The flower range dramatically as well, from the tiny pendulous bells of P. nana, through to the giant flowers of the King Protea, P. cyanaroides.
Perhaps the one species most gardeners are familiar with is P. neriifolia, the oleander-leaved protea. This is one of the hardiest, coping with five degrees of frost easily, and is also one of the most tolerant as to soil types. In the past, the most common form was one with pink vase-shaped flowers, trimmed with fine black fur, but there are a large number of different forms of this species. “Green Ice” was one of Dick’s favourites, with palest green flowers tipped with white, and he also grew “Limelight”, which is similar, although the flowers were perhaps a shade greener, and the fur is black. “Snowcrest” was another favourite, with pink flowers tipped with white, of course.
Dick also liked some varieties with the most unpronounceable names. One that we always had vases of in the shop was P. scholymocephala, a plant whose flowers were considerable more beautiful than its name. Floral artists used to rave about this one, as it had wide-open flowers of cool green. The shrub does not grow as big as some species – maybe a metre high and similar around – and is relatively hardy.
The equally clumsily named neutrally P. lepidocarpondendron, with whitish flowers tipped with black, was another of Dick’s favourites.
The small flowered P. amplexicaulis was another Dick loved.
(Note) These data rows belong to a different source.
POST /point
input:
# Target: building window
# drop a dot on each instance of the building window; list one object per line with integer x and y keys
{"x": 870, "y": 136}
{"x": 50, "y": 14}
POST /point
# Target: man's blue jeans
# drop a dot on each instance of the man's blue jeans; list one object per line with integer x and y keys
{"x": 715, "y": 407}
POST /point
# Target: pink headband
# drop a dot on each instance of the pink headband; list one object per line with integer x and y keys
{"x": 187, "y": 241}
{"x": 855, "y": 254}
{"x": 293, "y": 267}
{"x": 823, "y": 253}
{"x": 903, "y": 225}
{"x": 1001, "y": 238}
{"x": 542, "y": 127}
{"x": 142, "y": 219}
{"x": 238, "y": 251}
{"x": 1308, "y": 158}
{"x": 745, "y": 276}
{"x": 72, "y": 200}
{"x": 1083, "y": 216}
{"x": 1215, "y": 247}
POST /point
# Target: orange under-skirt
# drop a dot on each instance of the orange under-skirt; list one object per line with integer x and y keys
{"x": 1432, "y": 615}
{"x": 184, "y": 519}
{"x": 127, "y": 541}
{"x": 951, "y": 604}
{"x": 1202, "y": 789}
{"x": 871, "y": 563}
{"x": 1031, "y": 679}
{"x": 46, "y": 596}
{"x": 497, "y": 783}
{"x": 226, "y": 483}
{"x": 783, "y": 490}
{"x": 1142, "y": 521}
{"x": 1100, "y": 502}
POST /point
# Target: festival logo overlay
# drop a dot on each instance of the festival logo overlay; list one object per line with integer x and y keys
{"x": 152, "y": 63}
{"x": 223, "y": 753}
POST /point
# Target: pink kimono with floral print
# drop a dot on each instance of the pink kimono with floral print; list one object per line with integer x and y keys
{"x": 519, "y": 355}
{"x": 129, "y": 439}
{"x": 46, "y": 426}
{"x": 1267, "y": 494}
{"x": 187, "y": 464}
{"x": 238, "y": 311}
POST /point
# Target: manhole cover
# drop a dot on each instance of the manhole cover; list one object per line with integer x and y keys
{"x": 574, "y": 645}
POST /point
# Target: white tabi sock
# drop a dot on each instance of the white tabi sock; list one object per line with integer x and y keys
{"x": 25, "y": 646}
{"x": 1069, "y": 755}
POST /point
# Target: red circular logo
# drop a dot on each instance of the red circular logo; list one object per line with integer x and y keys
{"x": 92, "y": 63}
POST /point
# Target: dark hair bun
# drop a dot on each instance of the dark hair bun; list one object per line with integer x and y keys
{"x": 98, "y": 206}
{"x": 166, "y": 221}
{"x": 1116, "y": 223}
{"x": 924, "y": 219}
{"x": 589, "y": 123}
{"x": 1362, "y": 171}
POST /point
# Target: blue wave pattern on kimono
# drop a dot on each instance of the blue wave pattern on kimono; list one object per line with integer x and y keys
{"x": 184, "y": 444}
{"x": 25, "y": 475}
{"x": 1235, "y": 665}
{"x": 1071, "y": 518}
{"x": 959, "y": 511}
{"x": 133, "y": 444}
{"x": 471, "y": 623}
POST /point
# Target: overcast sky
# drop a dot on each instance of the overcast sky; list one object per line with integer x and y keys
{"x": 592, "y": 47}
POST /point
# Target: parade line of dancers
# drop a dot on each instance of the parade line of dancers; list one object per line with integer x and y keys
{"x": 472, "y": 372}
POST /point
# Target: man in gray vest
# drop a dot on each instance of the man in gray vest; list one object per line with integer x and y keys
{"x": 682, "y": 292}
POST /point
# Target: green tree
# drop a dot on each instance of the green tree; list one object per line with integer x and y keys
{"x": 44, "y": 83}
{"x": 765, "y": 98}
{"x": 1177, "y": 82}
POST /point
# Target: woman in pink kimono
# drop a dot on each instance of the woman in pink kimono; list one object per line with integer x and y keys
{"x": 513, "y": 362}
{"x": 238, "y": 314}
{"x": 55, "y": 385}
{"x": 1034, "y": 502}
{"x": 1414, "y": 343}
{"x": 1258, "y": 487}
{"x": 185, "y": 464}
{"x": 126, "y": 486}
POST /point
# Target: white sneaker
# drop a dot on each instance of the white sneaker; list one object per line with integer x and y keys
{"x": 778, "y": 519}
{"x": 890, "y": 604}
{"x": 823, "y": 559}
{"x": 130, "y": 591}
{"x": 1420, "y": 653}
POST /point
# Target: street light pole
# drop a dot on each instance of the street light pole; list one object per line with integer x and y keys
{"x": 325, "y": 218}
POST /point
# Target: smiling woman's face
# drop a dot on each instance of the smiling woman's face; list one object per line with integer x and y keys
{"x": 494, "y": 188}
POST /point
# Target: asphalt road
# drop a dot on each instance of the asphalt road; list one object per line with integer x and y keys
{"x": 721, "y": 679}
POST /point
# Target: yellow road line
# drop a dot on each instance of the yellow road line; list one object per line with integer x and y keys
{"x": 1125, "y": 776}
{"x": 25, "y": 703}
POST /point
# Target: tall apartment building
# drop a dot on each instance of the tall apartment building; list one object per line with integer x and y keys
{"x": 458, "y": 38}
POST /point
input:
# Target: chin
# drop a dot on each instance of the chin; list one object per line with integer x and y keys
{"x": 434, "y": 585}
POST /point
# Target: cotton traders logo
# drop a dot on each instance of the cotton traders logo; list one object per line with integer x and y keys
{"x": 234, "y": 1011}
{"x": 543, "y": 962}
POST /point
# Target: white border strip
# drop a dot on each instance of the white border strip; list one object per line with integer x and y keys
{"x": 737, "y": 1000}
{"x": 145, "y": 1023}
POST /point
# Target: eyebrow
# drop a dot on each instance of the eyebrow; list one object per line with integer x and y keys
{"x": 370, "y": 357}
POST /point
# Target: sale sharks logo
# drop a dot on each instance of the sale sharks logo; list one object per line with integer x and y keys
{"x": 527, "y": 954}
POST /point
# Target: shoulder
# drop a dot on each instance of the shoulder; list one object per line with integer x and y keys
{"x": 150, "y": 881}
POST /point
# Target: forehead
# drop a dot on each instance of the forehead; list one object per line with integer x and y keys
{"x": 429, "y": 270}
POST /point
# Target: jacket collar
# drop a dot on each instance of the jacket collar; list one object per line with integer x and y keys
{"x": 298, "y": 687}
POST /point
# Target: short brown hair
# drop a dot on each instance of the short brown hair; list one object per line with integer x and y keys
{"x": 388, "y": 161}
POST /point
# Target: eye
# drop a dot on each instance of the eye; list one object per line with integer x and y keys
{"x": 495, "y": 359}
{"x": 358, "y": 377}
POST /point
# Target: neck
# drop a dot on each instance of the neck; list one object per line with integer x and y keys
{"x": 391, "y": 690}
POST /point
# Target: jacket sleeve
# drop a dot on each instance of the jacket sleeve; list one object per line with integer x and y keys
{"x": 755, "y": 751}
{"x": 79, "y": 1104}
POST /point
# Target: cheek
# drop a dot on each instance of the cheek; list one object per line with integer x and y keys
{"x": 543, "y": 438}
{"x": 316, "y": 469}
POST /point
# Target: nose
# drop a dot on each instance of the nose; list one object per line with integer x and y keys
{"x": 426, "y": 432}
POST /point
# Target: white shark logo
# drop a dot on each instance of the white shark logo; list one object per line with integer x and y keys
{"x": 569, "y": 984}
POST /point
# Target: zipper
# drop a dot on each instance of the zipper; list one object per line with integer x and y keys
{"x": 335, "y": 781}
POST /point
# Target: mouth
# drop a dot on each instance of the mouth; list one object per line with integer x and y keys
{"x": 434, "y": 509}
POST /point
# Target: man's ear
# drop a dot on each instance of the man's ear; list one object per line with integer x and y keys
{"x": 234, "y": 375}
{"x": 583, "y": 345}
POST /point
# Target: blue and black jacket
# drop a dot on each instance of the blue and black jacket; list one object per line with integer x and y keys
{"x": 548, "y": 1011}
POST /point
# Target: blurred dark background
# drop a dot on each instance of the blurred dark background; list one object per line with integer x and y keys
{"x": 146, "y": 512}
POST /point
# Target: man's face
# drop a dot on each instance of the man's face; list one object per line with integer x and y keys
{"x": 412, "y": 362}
This is a spreading plant, growing no more than about half a meter, and spreading to perhaps a meter around. The flowers are hidden a little among the foliage, and tend to face downwards, but they are charming little things, with dark petals, once again loved by the florists. This one is ideal for growing along a bank or even in a rock garden.
I think the most dramatic of all the flowers was the bright pink Queen Protea, P. magnifica. Although the flowers are not as large as those of the King Protea, P. cyanaroides, they are more colourful- huge puffy soft pink flowers. The white flowering form “Alba”, is equally as spectacular. These are a little trickier to grow than some species, but they are the most spectacular of all.
Dick’s other great loves among the proteas were the various forms of P. aurea. They are a large shrubs – small trees even- with hundreds of pencil-like buds that open into shuttlecock-like flowers. As the name suggests, the flowers are sometimes yellowish, but they are usually pink or red.
The best form that I have seen is the one named after Dick’s garden – “Goodwood Red.” The thin buds, with unopened petals overlapped, are deep pink, but when the flower bursts open, they are bright deep red. It makes a great garden plant, and is a fitting memorial to a great gardener and protea lover.